While ALS and FTD are the major phenotypes linked to C9orf72 repeat expansions, several additional phenotypes are documented, including Alzheimer's disease, Parkinson’s disease, Huntington’s disease-like movement disorder and various psychiatric presentations.13 14 Inclusion of such phenotypes adds complexity to pedigree interpretations on account of the high population prevalence of some of these conditions. To minimise the risk of underestimating penetrance, a conservative approach is to assume any such phenotype not otherwise specified in an at-risk relative is related to C9orf72.
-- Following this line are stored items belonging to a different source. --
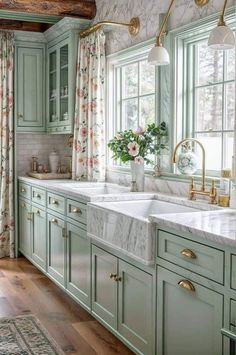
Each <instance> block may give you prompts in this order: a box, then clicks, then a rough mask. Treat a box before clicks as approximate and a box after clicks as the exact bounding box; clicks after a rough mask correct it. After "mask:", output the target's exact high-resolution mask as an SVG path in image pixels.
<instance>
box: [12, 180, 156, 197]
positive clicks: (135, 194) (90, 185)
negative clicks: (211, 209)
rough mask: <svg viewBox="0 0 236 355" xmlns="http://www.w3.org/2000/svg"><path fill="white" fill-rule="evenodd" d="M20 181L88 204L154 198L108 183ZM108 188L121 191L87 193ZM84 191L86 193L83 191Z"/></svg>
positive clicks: (90, 182) (96, 182)
mask: <svg viewBox="0 0 236 355" xmlns="http://www.w3.org/2000/svg"><path fill="white" fill-rule="evenodd" d="M18 179H19V180H20V181H23V182H25V183H28V184H33V185H36V186H38V187H41V188H45V189H50V190H52V191H55V192H56V193H62V194H65V195H66V196H68V197H71V198H75V199H77V198H79V199H82V200H85V201H86V202H103V201H106V202H109V201H120V200H124V201H125V200H143V199H144V200H146V199H150V198H154V194H153V193H148V192H130V188H129V187H125V186H120V185H117V184H112V183H107V182H105V183H104V182H86V181H85V182H81V181H75V180H70V179H61V180H39V179H35V178H31V177H28V176H19V177H18ZM104 185H105V186H106V187H108V188H119V189H120V191H119V192H117V193H109V194H103V193H97V194H94V193H93V191H91V192H90V193H89V192H88V191H85V189H86V188H93V187H99V186H100V187H101V188H102V187H103V186H104ZM83 190H84V191H83Z"/></svg>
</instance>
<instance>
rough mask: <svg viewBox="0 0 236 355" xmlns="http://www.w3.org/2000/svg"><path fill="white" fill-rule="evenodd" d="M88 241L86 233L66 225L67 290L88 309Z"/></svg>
mask: <svg viewBox="0 0 236 355" xmlns="http://www.w3.org/2000/svg"><path fill="white" fill-rule="evenodd" d="M90 271H91V270H90V241H89V240H88V239H87V235H86V231H85V230H84V229H83V228H80V227H78V226H76V225H73V224H71V223H67V283H66V288H67V290H68V291H69V292H70V293H71V294H72V295H73V296H75V298H76V299H78V300H79V301H80V302H81V303H83V304H84V306H85V307H86V308H90Z"/></svg>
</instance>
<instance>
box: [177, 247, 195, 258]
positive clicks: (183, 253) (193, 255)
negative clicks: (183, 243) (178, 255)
mask: <svg viewBox="0 0 236 355" xmlns="http://www.w3.org/2000/svg"><path fill="white" fill-rule="evenodd" d="M180 254H181V255H183V256H185V257H186V258H189V259H196V258H197V255H196V254H195V253H194V252H193V251H192V250H191V249H184V250H182V251H181V252H180Z"/></svg>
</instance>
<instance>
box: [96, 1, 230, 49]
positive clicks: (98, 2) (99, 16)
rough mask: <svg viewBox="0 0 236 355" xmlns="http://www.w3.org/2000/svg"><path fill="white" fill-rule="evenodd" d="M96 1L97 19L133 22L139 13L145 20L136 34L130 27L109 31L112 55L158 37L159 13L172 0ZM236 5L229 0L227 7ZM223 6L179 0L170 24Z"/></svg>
mask: <svg viewBox="0 0 236 355" xmlns="http://www.w3.org/2000/svg"><path fill="white" fill-rule="evenodd" d="M96 3H97V15H96V17H95V20H94V22H98V21H102V20H114V21H122V22H129V20H130V19H131V18H132V17H135V16H139V18H140V21H141V29H140V32H139V34H138V35H137V36H136V37H131V36H130V35H129V33H128V31H127V29H121V30H117V29H115V30H113V31H111V32H110V33H109V34H108V37H107V54H109V53H114V52H116V51H118V50H121V49H124V48H127V47H130V46H131V45H134V44H136V43H139V42H142V41H145V40H147V39H149V38H152V37H154V36H155V35H156V33H157V31H158V25H159V23H158V22H159V15H160V14H161V13H165V12H166V11H167V8H168V6H169V3H170V0H118V1H115V0H96ZM233 4H235V0H229V1H228V5H227V6H231V5H233ZM222 7H223V0H210V2H209V3H208V4H207V5H206V6H204V7H202V8H200V7H197V6H196V5H195V2H194V0H176V2H175V7H174V8H173V11H172V14H171V18H170V27H171V28H176V27H179V26H181V25H184V24H187V23H190V22H192V21H195V20H197V19H199V18H202V17H205V16H207V15H210V14H213V13H216V12H218V11H220V10H221V9H222Z"/></svg>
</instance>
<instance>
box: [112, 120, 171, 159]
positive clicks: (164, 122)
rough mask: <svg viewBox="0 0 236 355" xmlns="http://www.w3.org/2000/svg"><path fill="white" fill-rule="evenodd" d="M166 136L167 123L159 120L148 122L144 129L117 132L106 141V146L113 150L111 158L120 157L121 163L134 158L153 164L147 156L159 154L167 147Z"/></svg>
mask: <svg viewBox="0 0 236 355" xmlns="http://www.w3.org/2000/svg"><path fill="white" fill-rule="evenodd" d="M167 137H168V130H167V125H166V123H165V122H161V123H160V125H158V126H156V125H155V123H152V124H149V125H148V126H147V128H146V129H143V128H141V127H139V128H138V129H137V130H136V131H133V130H132V129H128V130H125V131H123V132H118V133H117V134H116V136H115V137H114V138H113V139H111V140H110V141H109V143H108V147H109V148H110V149H111V151H112V152H113V156H112V158H113V159H115V160H118V159H120V160H121V161H122V162H123V163H126V162H128V161H130V160H135V161H136V162H137V163H141V162H143V161H145V162H146V163H147V164H153V162H152V161H151V160H150V159H149V158H148V157H149V156H150V155H153V154H156V155H160V154H161V152H162V151H163V150H164V149H167V148H168V146H167V144H166V139H167Z"/></svg>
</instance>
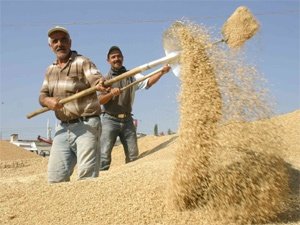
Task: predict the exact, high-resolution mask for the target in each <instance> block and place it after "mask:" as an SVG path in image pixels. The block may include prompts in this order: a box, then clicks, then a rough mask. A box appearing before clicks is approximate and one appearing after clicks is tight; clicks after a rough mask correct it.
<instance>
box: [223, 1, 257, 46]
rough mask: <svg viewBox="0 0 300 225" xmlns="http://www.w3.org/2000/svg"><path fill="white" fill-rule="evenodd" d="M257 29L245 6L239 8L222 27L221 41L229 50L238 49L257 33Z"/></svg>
mask: <svg viewBox="0 0 300 225" xmlns="http://www.w3.org/2000/svg"><path fill="white" fill-rule="evenodd" d="M241 24H242V25H243V26H241ZM259 27H260V25H259V23H258V21H257V20H256V19H255V17H254V16H253V15H252V13H251V11H250V10H249V9H248V8H247V7H245V6H240V7H238V8H237V9H236V10H235V11H234V13H233V14H232V15H231V16H230V17H229V18H228V20H227V21H226V23H225V24H224V25H223V28H222V34H223V39H224V40H225V42H226V43H227V44H228V45H229V46H230V47H231V48H239V47H241V46H242V45H243V44H244V43H245V41H246V40H248V39H250V38H251V37H253V36H254V35H255V34H256V33H257V31H258V30H259Z"/></svg>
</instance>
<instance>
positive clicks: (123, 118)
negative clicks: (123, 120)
mask: <svg viewBox="0 0 300 225" xmlns="http://www.w3.org/2000/svg"><path fill="white" fill-rule="evenodd" d="M104 113H107V112H104ZM107 114H108V115H110V116H113V117H116V118H118V119H125V118H127V117H129V116H131V113H120V114H111V113H107Z"/></svg>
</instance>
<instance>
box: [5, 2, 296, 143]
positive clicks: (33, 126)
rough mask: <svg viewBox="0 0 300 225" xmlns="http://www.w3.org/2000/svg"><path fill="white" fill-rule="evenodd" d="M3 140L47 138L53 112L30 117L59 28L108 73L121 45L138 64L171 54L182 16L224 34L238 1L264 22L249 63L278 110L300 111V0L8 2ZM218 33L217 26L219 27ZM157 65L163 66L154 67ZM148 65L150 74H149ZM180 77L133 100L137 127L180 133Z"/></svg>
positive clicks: (40, 87)
mask: <svg viewBox="0 0 300 225" xmlns="http://www.w3.org/2000/svg"><path fill="white" fill-rule="evenodd" d="M0 6H1V32H0V34H1V49H0V50H1V65H0V67H1V72H0V75H1V78H0V102H1V105H0V107H1V111H0V139H3V140H6V139H9V138H10V135H11V134H15V133H16V134H18V135H19V139H36V138H37V136H38V135H40V136H43V137H46V135H47V122H48V121H49V124H50V127H51V128H52V131H51V135H52V137H53V135H54V127H55V124H56V123H57V120H56V118H55V116H54V113H53V111H49V112H46V113H43V114H40V115H38V116H36V117H33V118H31V119H27V118H26V115H27V114H28V113H31V112H33V111H35V110H37V109H39V108H41V106H40V105H39V103H38V96H39V91H40V88H41V85H42V82H43V79H44V75H45V72H46V68H47V67H48V66H49V65H50V64H51V63H52V62H53V61H54V60H55V55H54V54H53V52H52V51H51V49H50V48H49V46H48V43H47V31H48V29H50V28H51V27H52V26H55V25H61V26H64V27H66V28H67V29H68V30H69V32H70V35H71V39H72V49H73V50H76V51H77V52H79V53H80V54H82V55H84V56H86V57H88V58H90V59H91V60H92V61H93V62H94V63H95V64H96V66H97V67H98V69H99V70H100V72H101V73H102V74H106V73H107V72H108V70H109V65H108V63H107V61H106V54H107V51H108V49H109V48H110V47H111V46H112V45H118V46H119V47H120V48H121V49H122V51H123V55H124V65H125V66H126V68H127V69H132V68H135V67H138V66H140V65H143V64H145V63H148V62H151V61H153V60H156V59H159V58H162V57H164V56H165V53H164V49H163V45H162V35H163V32H164V31H165V30H167V29H168V28H169V27H170V26H171V24H172V23H174V22H175V21H176V20H181V19H188V20H190V21H192V22H194V23H197V24H200V25H202V26H205V27H212V28H214V29H215V30H216V31H220V32H219V36H218V35H217V34H216V36H215V37H214V38H215V39H216V40H218V39H222V34H221V29H222V26H223V24H224V23H225V21H226V20H227V18H228V17H229V16H230V15H231V14H232V13H233V12H234V10H235V9H236V8H237V7H239V6H246V7H247V8H249V9H250V11H251V12H252V13H253V14H254V16H255V17H256V18H257V20H258V21H259V22H260V25H261V28H260V31H259V32H258V34H256V35H255V36H254V37H253V38H251V39H250V40H248V41H247V42H246V44H245V46H244V48H245V52H246V56H247V58H248V59H249V62H253V63H255V65H256V66H257V68H258V70H259V71H260V72H261V73H262V74H263V76H264V77H265V79H266V80H267V87H268V88H269V90H270V92H271V94H272V95H273V96H274V99H275V101H276V103H277V105H276V109H275V110H276V113H277V114H279V115H280V114H286V113H289V112H293V111H295V110H298V109H300V72H299V71H300V66H299V64H300V59H299V53H300V45H299V42H300V37H299V30H300V29H299V28H300V25H299V23H300V22H299V21H300V16H299V11H300V6H299V0H293V1H292V0H282V1H275V0H273V1H264V0H257V1H213V0H211V1H200V0H198V1H159V0H158V1H142V0H140V1H89V0H87V1H64V0H61V1H14V0H9V1H3V0H2V1H1V5H0ZM217 33H218V32H217ZM154 69H157V68H154ZM150 72H151V70H149V71H144V72H143V74H144V75H146V74H148V73H150ZM179 88H180V81H179V79H178V77H176V76H174V74H173V73H172V72H169V73H168V74H166V75H165V76H163V77H162V78H161V80H160V81H159V82H158V83H157V84H155V86H153V87H151V88H150V89H149V90H141V91H139V92H137V93H136V99H135V103H134V106H133V114H134V118H135V119H137V121H138V130H137V131H138V132H141V133H145V134H153V131H154V126H155V124H157V125H158V130H159V132H164V133H166V132H167V131H168V129H170V130H172V131H176V130H177V129H178V124H179V112H178V109H179V106H178V94H179V90H180V89H179Z"/></svg>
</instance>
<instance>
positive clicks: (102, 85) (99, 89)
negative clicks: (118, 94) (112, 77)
mask: <svg viewBox="0 0 300 225" xmlns="http://www.w3.org/2000/svg"><path fill="white" fill-rule="evenodd" d="M104 81H105V79H104V78H101V79H100V80H99V82H98V83H97V84H96V89H97V91H100V92H109V90H110V87H106V86H104Z"/></svg>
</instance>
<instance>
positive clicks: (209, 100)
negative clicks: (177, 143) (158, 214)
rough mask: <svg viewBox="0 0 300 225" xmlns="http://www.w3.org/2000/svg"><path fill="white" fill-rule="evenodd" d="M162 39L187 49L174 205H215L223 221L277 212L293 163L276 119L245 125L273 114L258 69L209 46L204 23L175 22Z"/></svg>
mask: <svg viewBox="0 0 300 225" xmlns="http://www.w3.org/2000/svg"><path fill="white" fill-rule="evenodd" d="M164 39H165V45H168V44H169V43H171V45H173V46H174V45H175V44H174V43H177V44H178V45H179V46H180V48H181V49H182V52H181V57H180V64H181V74H180V78H181V81H182V84H181V93H180V96H179V98H180V99H179V101H180V124H179V138H178V139H179V140H178V142H177V143H178V145H177V152H176V162H175V167H174V170H173V175H172V182H171V185H170V196H168V201H169V202H168V203H169V206H170V207H171V208H175V209H178V210H181V211H183V210H186V209H198V210H203V211H210V212H211V214H212V215H216V216H219V219H220V218H222V220H223V221H225V223H227V222H228V223H229V222H237V223H241V224H245V223H258V222H266V221H269V220H270V219H273V218H275V217H276V216H277V215H278V214H279V213H280V212H282V211H283V210H284V207H285V205H284V204H285V203H286V202H287V199H288V196H287V193H288V175H287V168H286V165H285V162H284V160H282V159H281V157H280V152H281V150H282V148H283V146H284V145H283V144H282V142H281V141H280V138H279V135H278V134H277V133H276V132H272V130H269V129H272V125H270V126H267V127H265V129H257V127H256V126H255V124H251V123H250V125H246V123H245V122H249V121H252V120H259V119H263V118H267V117H268V116H269V113H270V112H271V110H269V105H268V104H267V103H268V102H267V99H266V96H267V95H265V91H264V90H263V89H259V88H258V90H257V87H256V84H257V83H256V82H257V81H258V80H257V77H258V75H259V74H258V73H257V71H256V70H255V68H253V67H246V66H245V67H244V64H240V61H239V60H233V61H230V60H228V52H224V51H223V50H222V49H221V48H218V47H216V46H215V47H213V48H209V49H208V48H207V47H205V46H211V45H210V44H209V43H210V39H209V34H208V33H207V31H206V30H205V29H204V28H202V27H200V26H199V25H196V24H192V23H190V22H188V21H185V22H181V23H178V22H177V23H175V24H174V25H173V26H171V27H170V28H169V29H168V30H167V31H166V32H165V34H164ZM232 72H234V73H232ZM246 75H247V76H246ZM239 99H240V100H239ZM247 124H249V123H247ZM231 140H234V141H232V142H231Z"/></svg>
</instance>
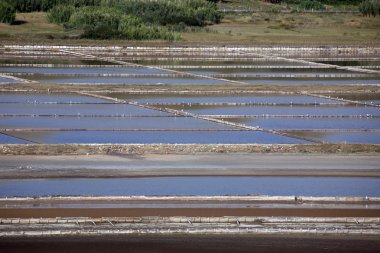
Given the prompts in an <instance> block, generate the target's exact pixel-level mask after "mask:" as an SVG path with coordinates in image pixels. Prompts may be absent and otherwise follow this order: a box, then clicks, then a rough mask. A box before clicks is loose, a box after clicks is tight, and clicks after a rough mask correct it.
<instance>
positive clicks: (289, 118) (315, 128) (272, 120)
mask: <svg viewBox="0 0 380 253" xmlns="http://www.w3.org/2000/svg"><path fill="white" fill-rule="evenodd" d="M227 120H228V119H227ZM241 120H242V123H244V124H246V125H249V126H260V127H262V128H265V129H275V130H300V129H309V130H311V129H363V130H366V129H367V130H368V129H380V119H379V118H256V119H249V118H247V119H241Z"/></svg>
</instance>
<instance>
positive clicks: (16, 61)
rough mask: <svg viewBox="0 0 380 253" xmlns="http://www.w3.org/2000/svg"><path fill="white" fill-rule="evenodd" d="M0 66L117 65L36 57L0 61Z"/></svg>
mask: <svg viewBox="0 0 380 253" xmlns="http://www.w3.org/2000/svg"><path fill="white" fill-rule="evenodd" d="M0 64H74V65H117V64H116V63H111V62H106V61H98V60H86V59H78V58H77V57H73V58H72V59H59V58H58V57H57V58H56V59H54V58H43V57H36V58H35V59H28V58H23V59H0Z"/></svg>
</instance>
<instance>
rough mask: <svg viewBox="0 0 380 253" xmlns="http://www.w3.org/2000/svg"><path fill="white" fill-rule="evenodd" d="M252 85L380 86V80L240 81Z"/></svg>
mask: <svg viewBox="0 0 380 253" xmlns="http://www.w3.org/2000/svg"><path fill="white" fill-rule="evenodd" d="M239 81H242V82H245V83H250V84H286V85H292V84H294V85H303V84H305V85H351V84H355V85H360V84H365V85H368V84H380V79H337V80H328V79H325V78H319V79H318V78H315V79H312V80H289V79H249V80H247V79H244V80H239Z"/></svg>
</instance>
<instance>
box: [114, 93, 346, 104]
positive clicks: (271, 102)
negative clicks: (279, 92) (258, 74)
mask: <svg viewBox="0 0 380 253" xmlns="http://www.w3.org/2000/svg"><path fill="white" fill-rule="evenodd" d="M111 96H112V94H111ZM118 97H119V96H118ZM125 97H126V98H127V99H128V96H127V95H125ZM129 99H131V100H135V101H138V102H140V103H258V104H260V103H277V104H280V103H281V104H285V103H289V104H290V103H341V102H338V101H335V100H330V99H324V98H315V97H307V96H294V95H289V96H282V95H275V96H273V95H268V96H266V95H265V96H264V95H263V96H259V95H251V96H249V95H248V96H247V95H236V96H212V95H210V96H207V97H206V96H176V97H175V96H167V97H162V96H155V97H154V96H151V97H148V96H142V98H139V97H134V96H130V98H129Z"/></svg>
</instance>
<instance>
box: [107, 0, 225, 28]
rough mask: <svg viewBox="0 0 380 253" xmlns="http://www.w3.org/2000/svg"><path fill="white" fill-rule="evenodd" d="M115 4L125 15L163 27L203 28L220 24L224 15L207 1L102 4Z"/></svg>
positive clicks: (143, 1)
mask: <svg viewBox="0 0 380 253" xmlns="http://www.w3.org/2000/svg"><path fill="white" fill-rule="evenodd" d="M109 2H113V4H114V6H117V7H118V8H119V9H121V10H122V11H123V12H124V13H125V14H128V15H136V16H138V17H141V18H142V19H143V21H145V22H148V23H156V24H161V25H167V24H178V23H180V22H183V23H184V24H186V25H193V26H203V25H205V24H206V23H208V22H209V23H219V22H220V20H221V18H222V15H221V13H220V12H219V11H218V8H217V5H216V4H215V3H212V2H208V1H206V0H161V1H152V0H124V1H120V0H119V1H118V0H103V2H102V4H108V3H109Z"/></svg>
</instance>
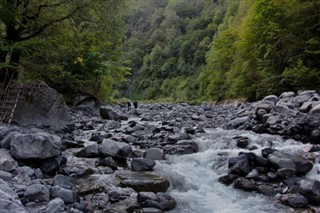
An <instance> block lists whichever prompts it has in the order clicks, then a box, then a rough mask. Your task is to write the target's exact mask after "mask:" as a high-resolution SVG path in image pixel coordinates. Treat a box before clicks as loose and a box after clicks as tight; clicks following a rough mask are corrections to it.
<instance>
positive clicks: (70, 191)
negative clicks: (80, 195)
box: [50, 185, 75, 203]
mask: <svg viewBox="0 0 320 213" xmlns="http://www.w3.org/2000/svg"><path fill="white" fill-rule="evenodd" d="M50 194H51V196H52V197H54V198H56V197H59V198H61V199H62V200H63V201H64V202H66V203H73V202H74V197H75V196H74V193H73V191H72V190H70V189H66V188H63V187H61V186H58V185H56V186H53V187H51V189H50Z"/></svg>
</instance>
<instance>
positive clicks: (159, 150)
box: [143, 148, 164, 160]
mask: <svg viewBox="0 0 320 213" xmlns="http://www.w3.org/2000/svg"><path fill="white" fill-rule="evenodd" d="M143 157H144V158H148V159H152V160H163V159H164V152H163V149H159V148H151V149H148V150H147V151H145V153H144V155H143Z"/></svg>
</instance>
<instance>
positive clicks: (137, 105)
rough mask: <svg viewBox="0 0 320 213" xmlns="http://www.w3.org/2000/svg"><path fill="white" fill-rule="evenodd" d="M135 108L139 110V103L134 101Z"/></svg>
mask: <svg viewBox="0 0 320 213" xmlns="http://www.w3.org/2000/svg"><path fill="white" fill-rule="evenodd" d="M133 106H134V108H135V109H137V108H138V101H134V102H133Z"/></svg>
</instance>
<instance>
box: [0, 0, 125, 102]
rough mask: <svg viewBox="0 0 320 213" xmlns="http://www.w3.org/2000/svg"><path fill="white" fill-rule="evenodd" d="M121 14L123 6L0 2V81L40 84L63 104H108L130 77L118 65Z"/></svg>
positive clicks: (122, 33)
mask: <svg viewBox="0 0 320 213" xmlns="http://www.w3.org/2000/svg"><path fill="white" fill-rule="evenodd" d="M126 11H127V1H126V0H108V1H105V0H0V71H1V77H2V78H3V76H5V73H17V74H18V75H15V76H14V79H16V81H18V82H26V81H32V80H35V79H41V80H44V81H45V82H47V84H49V85H50V86H52V87H54V88H55V89H57V90H58V91H59V92H61V93H62V94H64V96H65V97H66V98H70V97H72V96H73V95H75V94H88V95H95V96H98V97H99V98H101V99H108V98H110V96H111V95H112V91H113V87H114V86H115V84H117V83H120V82H122V81H123V80H125V78H126V76H127V75H128V74H129V72H128V67H126V65H125V64H124V63H122V61H121V60H120V57H121V43H122V40H123V35H124V19H123V15H124V14H125V13H126ZM1 80H2V79H1Z"/></svg>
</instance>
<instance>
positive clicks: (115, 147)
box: [99, 139, 133, 159]
mask: <svg viewBox="0 0 320 213" xmlns="http://www.w3.org/2000/svg"><path fill="white" fill-rule="evenodd" d="M132 154H133V152H132V148H131V146H130V145H128V144H126V143H121V142H116V141H114V140H111V139H104V140H103V142H102V143H101V144H100V146H99V155H100V156H101V157H113V158H118V159H126V158H128V157H131V156H132Z"/></svg>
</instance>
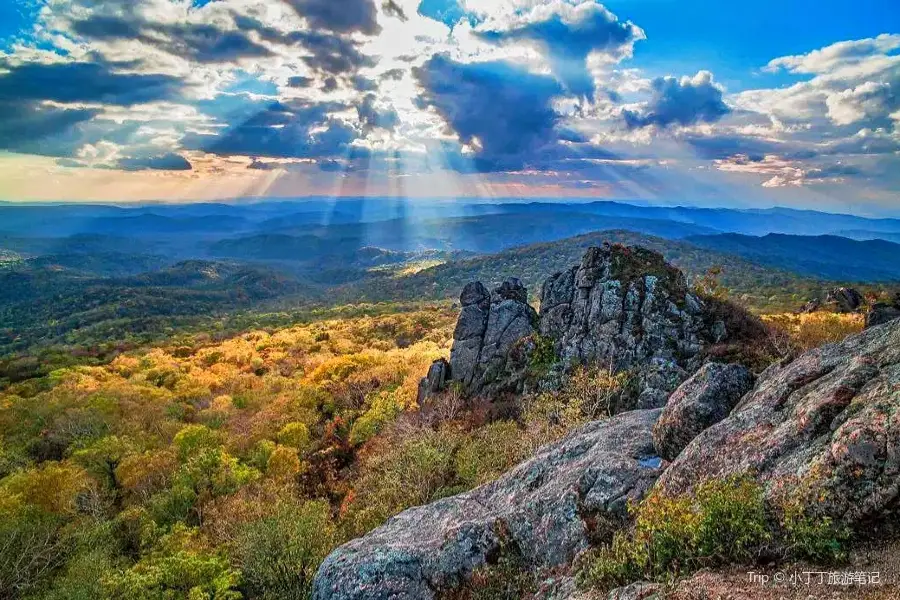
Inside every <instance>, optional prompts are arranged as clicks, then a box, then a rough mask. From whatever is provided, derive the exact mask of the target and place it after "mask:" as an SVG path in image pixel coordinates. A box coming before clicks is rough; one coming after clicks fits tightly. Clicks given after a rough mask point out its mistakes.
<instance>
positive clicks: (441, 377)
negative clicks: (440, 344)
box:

Genetic and non-genetic factors are believed to play a role in an individual’s ALS and FTD risk. With increasing genomic testing, the effects of genetic modifiers of disease risk should gradually become more tractable. However, other than age, sex and presence of pathogenic variants in known ALS/FTD genes, the relative contributions of most modifying factors have not yet been consistently determined or quantified. Additionally, data about such factors as applied to a consultand’s at-risk relatives are unlikely to be available in the clinical settings. We, therefore, contend our method benefits from practical clinical utility. It is, however, hoped this model can be further refined as the relative contributions of other modifiers are determined. Cancer genetics has benefited from combined risk prediction tools like CanRisk, integrating family data, rare pathogenic variants, polygenic risk, personal and lifestyle factors to generate individualised cancer risk profiles.15 As disease-modifying treatments and preventative therapies become available for neurodegeneration, ability to discriminate between high-risk and low-risk individuals will become increasingly relevant.